TROISIÈME SECTION
DÉCISION
SUR LA RECEVABILITÉ
de la requête n° 48406/99
présentée par Mara Stefanucci
contre l’Italie
La Cour européenne des Droits de l’Homme (troisième section), siégeant le 26 septembre 2000 en une chambre composée de
M.J.-P. Costa, président,
M.W. Fuhrmann,
M.B. Conforti,
M.P. Kūris,
MmeF. Tulkens,
M.K. Jungwiert,
M.K. Traja, juges,
et deMmeS. Dollé, greffière de section,
Vu la requête susmentionnée introduite le 17 octobre 1997 et enregistrée le 28 mai 1999 ;
Après avoir délibéré, rend la décision suivante :
EN FAIT
La requérante est une ressortissante italienne, née en 1934 et résidant à Bénévent. Elle est représentée devant la Cour par Me Vincenzo Piscitelli, avocat à Bénévent.
Le 9 décembre 1993, la requérante déposa un recours devant le juge d'instance de Bénévent, faisant fonction de juge du travail, afin d'obtenir la reconnaissance de son droit à une pension d'invalide civil.
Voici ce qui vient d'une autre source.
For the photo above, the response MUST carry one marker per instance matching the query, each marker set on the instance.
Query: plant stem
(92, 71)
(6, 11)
Le 15 décembre 1993, le juge d'instance fixa la première audience au 14 juin 1995. Cette audience fut renvoyée d’office successivement à quatre reprises jusqu’au 14 décembre 1998, date à laquelle le juge d'instance nomma un expert et fixa l’audience des débats au 2 juin 1999. L’audience suivante, fixée au 27 septembre 1999, pour la mise en délibéré de l’affaire fut remise au 29 novembre 1999. Ce jour là, le juge constata l’absence des parties et remit l’audience au 7 novembre 2000.
EN DROIT
Le grief de la requérante porte sur la durée de la procédure litigieuse. Cette procédure a débuté le 9 décembre 1993 et est, à ce jour, encore pendante.
Selon la requérante, la durée de la procédure, qui est de plus de six ans et neuf mois pour une instance, ne répond pas à l’exigence du « délai raisonnable » (article 6 § 1 de la Convention). Le Gouvernement s’oppose à cette thèse.
La Cour estime qu’à la lumière des critères qui se dégagent de sa jurisprudence en matière de « délai raisonnable » (complexité de l’affaire, comportement du requérant et des autorités compétentes et enjeu du litige pour le requérant), et compte tenu de l’ensemble des éléments en sa possession, ce grief doit faire l’objet d’un examen au fond.
Par ces motifs, la Cour, à l’unanimité,
DÉCLARE LA REQUÊTE RECEVABLE, tous moyens de fond réservés.